Sony may be reducing the number of PlayStation 5s that it intends to sell this year, thanks to a mixture of price concerns and COVID-19. The PlayStation 5 is widely expected to cost more than its predecessor, with estimates of $499 to $549 not being uncommon. It’s worth noting that the PlayStation 4’s $400 launch price in 2013 is ~$442 in 2020 when accounting for inflation. A $500 PS5 wouldn’t actually be all that much more expensive than the launch price of the PS4. For comparison, the PlayStation 3 launched at $640 and $767 in 2020 dollars ($499 and $599 in 2006 dollars). Sony expects the PS5’s price to be higher at launch thanks to expensive internal components, Bloomberg reports, and as a result, the company will produce “far fewer” units than with the PS4.
As for COVID-19, the ongoing pandemic has reportedly changed Sony’s marketing plans for the new console, but not its production figures.
Why Are Manufacturers Moving Back Towards More Expensive Hardware?
One of the big differences between this generation and the last is the way both Sony and Microsoft are approaching their hardware loadouts. While we don’t know how much either console will cost, both companies have aggressively pushed the envelope in terms of CPU and GPU performance.
The PS4 and Xbox One used a capable but ultimately lower-end CPU core intended for modest laptops and paired it with an already in-market GPU core in what was, at most, a midrange PC GPU configuration. One of the most common complaints about both systems, however, was that they didn’t offer as much of an improvement compared with previous consoles as expected. The Xbox One X and PS4 Pro were mid-cycle refreshes intended to solve this problem. But, having introduced them, the two companies will need to both demonstrate a significant-enough performance improvement with the PS5 and XSX to make them worthwhile upgrades.
Much will depend on whether Sony and Microsoft were willing to start shipping console hardware at a loss again, but I suspect part of the argument for selling more expensive hardware this generation is that the hardware itself is far more capable. Day One backward compatibility is a fairly rare feature. Sony offered it with the PS2 and the initial run of PS3 systems, but neither the Xbox One nor the PS4 were immediately compatible with their predecessors. This time, that’s going to be different. The Xbox One and PlayStation 5 will both play their predecessors’ games, which means the two companies may feel more comfortable asking gamers to pony up for new hardware.
This is a subtle point, but an important one. If I built a new gaming PC tomorrow, it would still run every game I already own, presumably at better detail levels and resolutions than I could previously achieve. Previous console launches have not offered this kind of compatibility regularly enough for gamers to expect it as a baked-in feature, but console players may feel more comfortable shucking out higher prices for hardware if they know it’s compatible with the library of software they already own.

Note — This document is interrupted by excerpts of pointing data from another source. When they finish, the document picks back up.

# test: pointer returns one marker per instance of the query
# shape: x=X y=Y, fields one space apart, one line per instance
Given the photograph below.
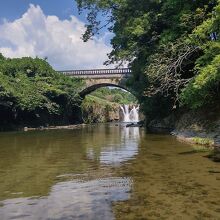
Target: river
x=105 y=172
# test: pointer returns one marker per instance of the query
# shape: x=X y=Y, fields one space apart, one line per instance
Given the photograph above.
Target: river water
x=105 y=172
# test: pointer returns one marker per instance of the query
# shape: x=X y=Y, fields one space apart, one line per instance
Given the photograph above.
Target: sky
x=52 y=29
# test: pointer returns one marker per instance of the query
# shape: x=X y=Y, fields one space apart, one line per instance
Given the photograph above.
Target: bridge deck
x=122 y=71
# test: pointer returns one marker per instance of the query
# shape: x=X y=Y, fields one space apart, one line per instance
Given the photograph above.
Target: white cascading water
x=130 y=116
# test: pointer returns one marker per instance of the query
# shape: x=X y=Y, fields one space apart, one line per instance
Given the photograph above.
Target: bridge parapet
x=98 y=72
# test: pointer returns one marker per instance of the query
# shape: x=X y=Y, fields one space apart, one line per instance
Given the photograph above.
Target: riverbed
x=105 y=172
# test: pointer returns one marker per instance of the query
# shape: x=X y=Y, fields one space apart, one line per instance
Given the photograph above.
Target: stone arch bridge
x=98 y=78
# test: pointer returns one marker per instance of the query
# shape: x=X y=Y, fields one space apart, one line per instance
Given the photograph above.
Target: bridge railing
x=121 y=71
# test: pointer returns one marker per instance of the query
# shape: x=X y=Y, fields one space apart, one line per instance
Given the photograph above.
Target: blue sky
x=50 y=28
x=13 y=9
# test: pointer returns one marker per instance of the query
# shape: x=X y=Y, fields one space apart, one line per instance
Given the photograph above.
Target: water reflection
x=104 y=172
x=123 y=151
x=71 y=200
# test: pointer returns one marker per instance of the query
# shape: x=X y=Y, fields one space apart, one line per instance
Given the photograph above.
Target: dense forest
x=103 y=104
x=172 y=47
x=32 y=93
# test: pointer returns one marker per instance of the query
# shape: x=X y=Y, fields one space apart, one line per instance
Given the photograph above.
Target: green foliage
x=31 y=85
x=167 y=45
x=115 y=95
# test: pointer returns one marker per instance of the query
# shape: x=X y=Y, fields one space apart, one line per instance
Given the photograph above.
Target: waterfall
x=130 y=116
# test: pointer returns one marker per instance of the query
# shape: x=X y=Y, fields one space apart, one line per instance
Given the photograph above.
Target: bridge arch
x=98 y=78
x=94 y=87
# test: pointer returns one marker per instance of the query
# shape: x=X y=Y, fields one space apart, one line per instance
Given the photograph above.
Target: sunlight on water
x=104 y=172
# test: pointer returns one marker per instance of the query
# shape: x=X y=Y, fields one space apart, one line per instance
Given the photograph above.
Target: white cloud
x=35 y=34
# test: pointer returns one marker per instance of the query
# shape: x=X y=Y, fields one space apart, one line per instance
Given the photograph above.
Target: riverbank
x=201 y=128
x=77 y=126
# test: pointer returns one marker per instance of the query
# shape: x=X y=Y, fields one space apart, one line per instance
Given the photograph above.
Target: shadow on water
x=104 y=172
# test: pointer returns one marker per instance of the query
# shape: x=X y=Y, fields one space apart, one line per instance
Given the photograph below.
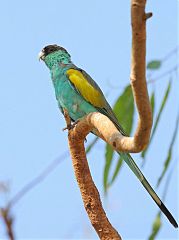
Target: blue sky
x=98 y=36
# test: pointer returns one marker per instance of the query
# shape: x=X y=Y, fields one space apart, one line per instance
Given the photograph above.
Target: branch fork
x=105 y=129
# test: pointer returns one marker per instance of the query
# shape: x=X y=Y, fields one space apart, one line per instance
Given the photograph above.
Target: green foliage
x=169 y=156
x=156 y=226
x=152 y=102
x=154 y=64
x=124 y=110
x=164 y=100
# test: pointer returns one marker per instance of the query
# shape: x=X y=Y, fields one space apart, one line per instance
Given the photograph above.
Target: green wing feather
x=92 y=93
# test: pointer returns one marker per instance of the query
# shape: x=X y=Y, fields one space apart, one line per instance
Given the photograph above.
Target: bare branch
x=105 y=129
x=89 y=192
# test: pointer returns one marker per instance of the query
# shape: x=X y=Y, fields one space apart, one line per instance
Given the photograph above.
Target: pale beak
x=41 y=56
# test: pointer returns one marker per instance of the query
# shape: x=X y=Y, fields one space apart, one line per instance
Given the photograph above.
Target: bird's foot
x=70 y=126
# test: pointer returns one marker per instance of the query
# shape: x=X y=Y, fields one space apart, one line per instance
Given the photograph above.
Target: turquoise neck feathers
x=53 y=59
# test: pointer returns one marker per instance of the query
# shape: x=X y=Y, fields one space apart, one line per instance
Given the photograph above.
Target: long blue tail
x=133 y=166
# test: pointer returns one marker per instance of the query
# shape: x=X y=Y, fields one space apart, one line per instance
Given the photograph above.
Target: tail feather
x=133 y=166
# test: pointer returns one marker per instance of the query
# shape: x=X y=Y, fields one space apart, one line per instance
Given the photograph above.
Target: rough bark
x=108 y=132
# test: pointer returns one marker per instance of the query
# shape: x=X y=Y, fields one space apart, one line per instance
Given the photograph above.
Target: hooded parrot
x=80 y=95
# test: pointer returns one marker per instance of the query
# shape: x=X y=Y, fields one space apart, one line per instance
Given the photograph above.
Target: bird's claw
x=70 y=126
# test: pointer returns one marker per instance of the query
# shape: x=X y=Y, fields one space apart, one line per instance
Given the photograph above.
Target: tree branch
x=105 y=129
x=89 y=192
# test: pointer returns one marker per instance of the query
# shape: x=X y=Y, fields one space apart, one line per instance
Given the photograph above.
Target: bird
x=80 y=95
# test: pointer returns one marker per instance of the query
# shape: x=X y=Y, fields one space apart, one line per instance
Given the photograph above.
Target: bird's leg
x=68 y=121
x=71 y=125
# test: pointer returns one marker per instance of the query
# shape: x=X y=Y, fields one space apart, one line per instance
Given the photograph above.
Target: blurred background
x=97 y=34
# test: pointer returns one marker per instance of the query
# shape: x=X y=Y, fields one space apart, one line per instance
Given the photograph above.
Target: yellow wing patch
x=89 y=93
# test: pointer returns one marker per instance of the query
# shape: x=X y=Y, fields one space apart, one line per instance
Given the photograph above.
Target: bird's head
x=54 y=54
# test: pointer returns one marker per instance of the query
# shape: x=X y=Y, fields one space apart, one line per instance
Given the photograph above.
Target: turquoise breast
x=68 y=97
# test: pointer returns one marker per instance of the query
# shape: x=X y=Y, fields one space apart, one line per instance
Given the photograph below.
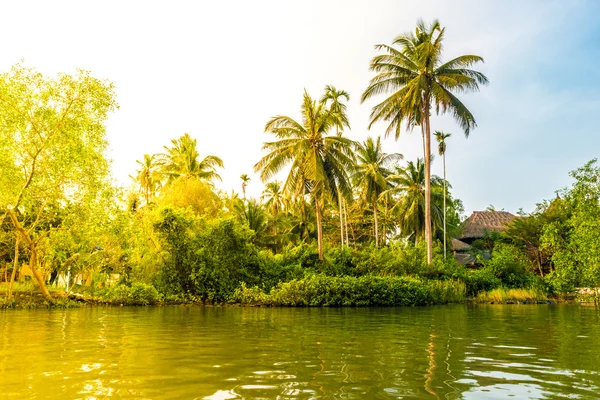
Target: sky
x=220 y=70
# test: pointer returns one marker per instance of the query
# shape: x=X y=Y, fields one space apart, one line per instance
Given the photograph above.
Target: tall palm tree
x=441 y=139
x=245 y=179
x=371 y=174
x=273 y=197
x=418 y=80
x=182 y=159
x=319 y=161
x=148 y=176
x=334 y=97
x=409 y=182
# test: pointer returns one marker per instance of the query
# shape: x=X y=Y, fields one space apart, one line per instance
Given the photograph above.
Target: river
x=190 y=352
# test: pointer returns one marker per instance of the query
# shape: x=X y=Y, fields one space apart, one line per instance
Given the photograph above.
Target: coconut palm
x=372 y=170
x=182 y=159
x=319 y=161
x=148 y=176
x=273 y=197
x=409 y=182
x=417 y=80
x=333 y=97
x=245 y=179
x=441 y=139
x=252 y=214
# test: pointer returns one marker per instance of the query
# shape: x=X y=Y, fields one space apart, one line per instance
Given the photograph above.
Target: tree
x=182 y=159
x=245 y=179
x=52 y=145
x=273 y=197
x=409 y=182
x=148 y=176
x=319 y=161
x=441 y=139
x=418 y=80
x=333 y=97
x=372 y=170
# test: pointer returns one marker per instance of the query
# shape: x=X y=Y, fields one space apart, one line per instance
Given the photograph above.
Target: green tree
x=409 y=182
x=148 y=176
x=372 y=170
x=418 y=81
x=334 y=98
x=441 y=139
x=52 y=149
x=245 y=179
x=182 y=159
x=274 y=198
x=319 y=161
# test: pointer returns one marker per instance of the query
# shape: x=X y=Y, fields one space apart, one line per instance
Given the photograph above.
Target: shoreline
x=27 y=300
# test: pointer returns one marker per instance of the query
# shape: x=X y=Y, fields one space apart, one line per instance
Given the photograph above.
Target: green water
x=445 y=352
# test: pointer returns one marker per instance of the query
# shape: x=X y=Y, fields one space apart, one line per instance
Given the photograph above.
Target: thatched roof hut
x=474 y=228
x=459 y=245
x=481 y=221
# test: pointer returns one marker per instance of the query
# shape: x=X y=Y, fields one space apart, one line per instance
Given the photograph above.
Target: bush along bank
x=321 y=290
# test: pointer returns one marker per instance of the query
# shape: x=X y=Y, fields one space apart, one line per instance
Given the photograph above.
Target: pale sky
x=220 y=70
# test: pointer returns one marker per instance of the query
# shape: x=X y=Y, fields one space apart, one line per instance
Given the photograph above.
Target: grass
x=503 y=295
x=328 y=291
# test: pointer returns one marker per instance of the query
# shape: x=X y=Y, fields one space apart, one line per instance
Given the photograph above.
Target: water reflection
x=446 y=352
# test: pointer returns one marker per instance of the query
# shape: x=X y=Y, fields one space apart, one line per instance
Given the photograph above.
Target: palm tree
x=245 y=179
x=148 y=176
x=273 y=197
x=372 y=172
x=319 y=161
x=182 y=159
x=252 y=214
x=333 y=97
x=418 y=80
x=409 y=182
x=441 y=139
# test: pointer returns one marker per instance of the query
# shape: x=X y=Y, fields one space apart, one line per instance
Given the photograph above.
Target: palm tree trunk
x=385 y=217
x=33 y=257
x=341 y=219
x=376 y=227
x=444 y=158
x=346 y=223
x=15 y=266
x=319 y=230
x=428 y=236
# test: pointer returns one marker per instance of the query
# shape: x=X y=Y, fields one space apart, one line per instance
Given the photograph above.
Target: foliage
x=418 y=81
x=368 y=290
x=319 y=161
x=137 y=293
x=503 y=295
x=52 y=150
x=510 y=265
x=480 y=280
x=207 y=259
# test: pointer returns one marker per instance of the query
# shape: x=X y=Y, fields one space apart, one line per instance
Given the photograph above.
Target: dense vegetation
x=350 y=225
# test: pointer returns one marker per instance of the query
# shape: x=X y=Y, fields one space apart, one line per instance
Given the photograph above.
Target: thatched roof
x=465 y=259
x=481 y=221
x=458 y=245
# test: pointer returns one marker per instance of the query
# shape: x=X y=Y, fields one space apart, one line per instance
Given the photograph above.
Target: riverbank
x=254 y=297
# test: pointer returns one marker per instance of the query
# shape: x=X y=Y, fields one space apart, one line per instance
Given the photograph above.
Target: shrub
x=502 y=295
x=136 y=294
x=367 y=290
x=510 y=265
x=480 y=280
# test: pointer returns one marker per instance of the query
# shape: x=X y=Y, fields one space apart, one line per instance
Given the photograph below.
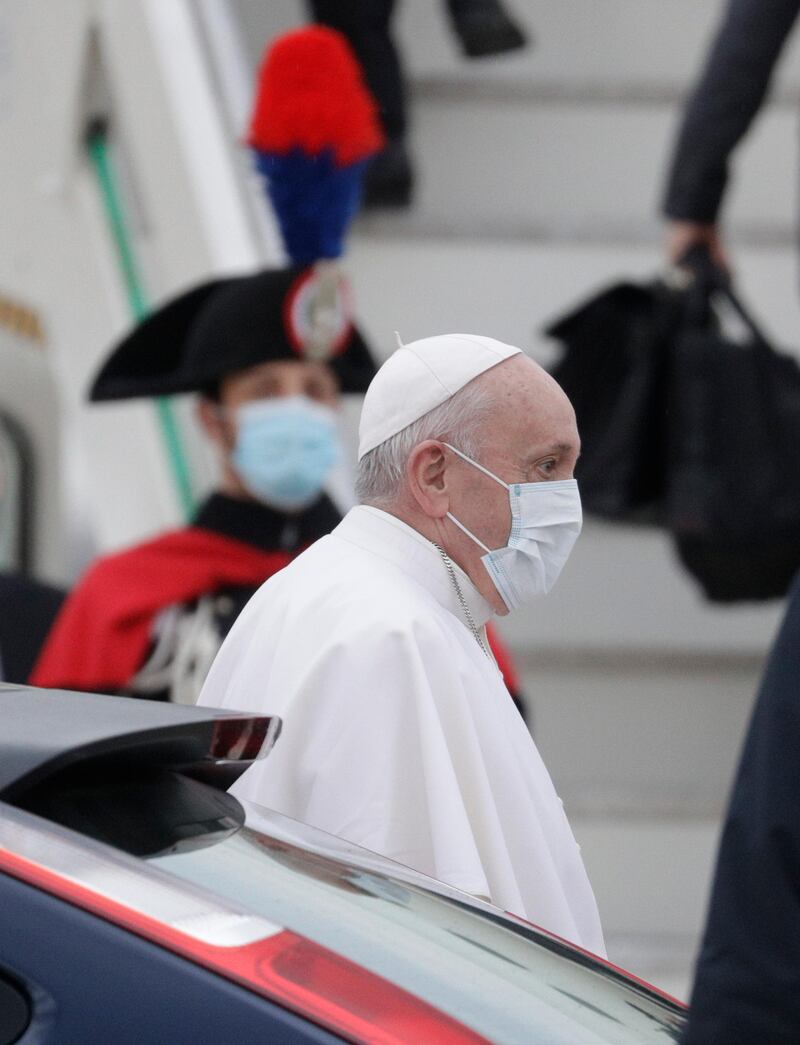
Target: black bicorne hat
x=234 y=323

I don’t envy Sony or Microsoft the difficulty of planning a console launch this year. While it’s true that gaming is one of the only markets seeing robust engagement right now, it’s not at all clear what the global economy will be doing in the back half of the year. But pushing back launches is also fraught with peril, because the software developers who are building launch titles for the PS5 and Xbox Series X need to recoup those investments in order to stay in business. Pushing the launches back 6-12 months might be fine from Sony and Microsoft’s perspective, but their various studio partners might not be able to absorb the financial hit. Plenty of game studios have gone out of business when they couldn’t ship a game on time for reasons that had nothing to do with a global pandemic.
We don’t know how large these production cuts would be, but the PS4 sold 4.2 million units by the end of 2013 and 5.3 million as of February 8, 2014.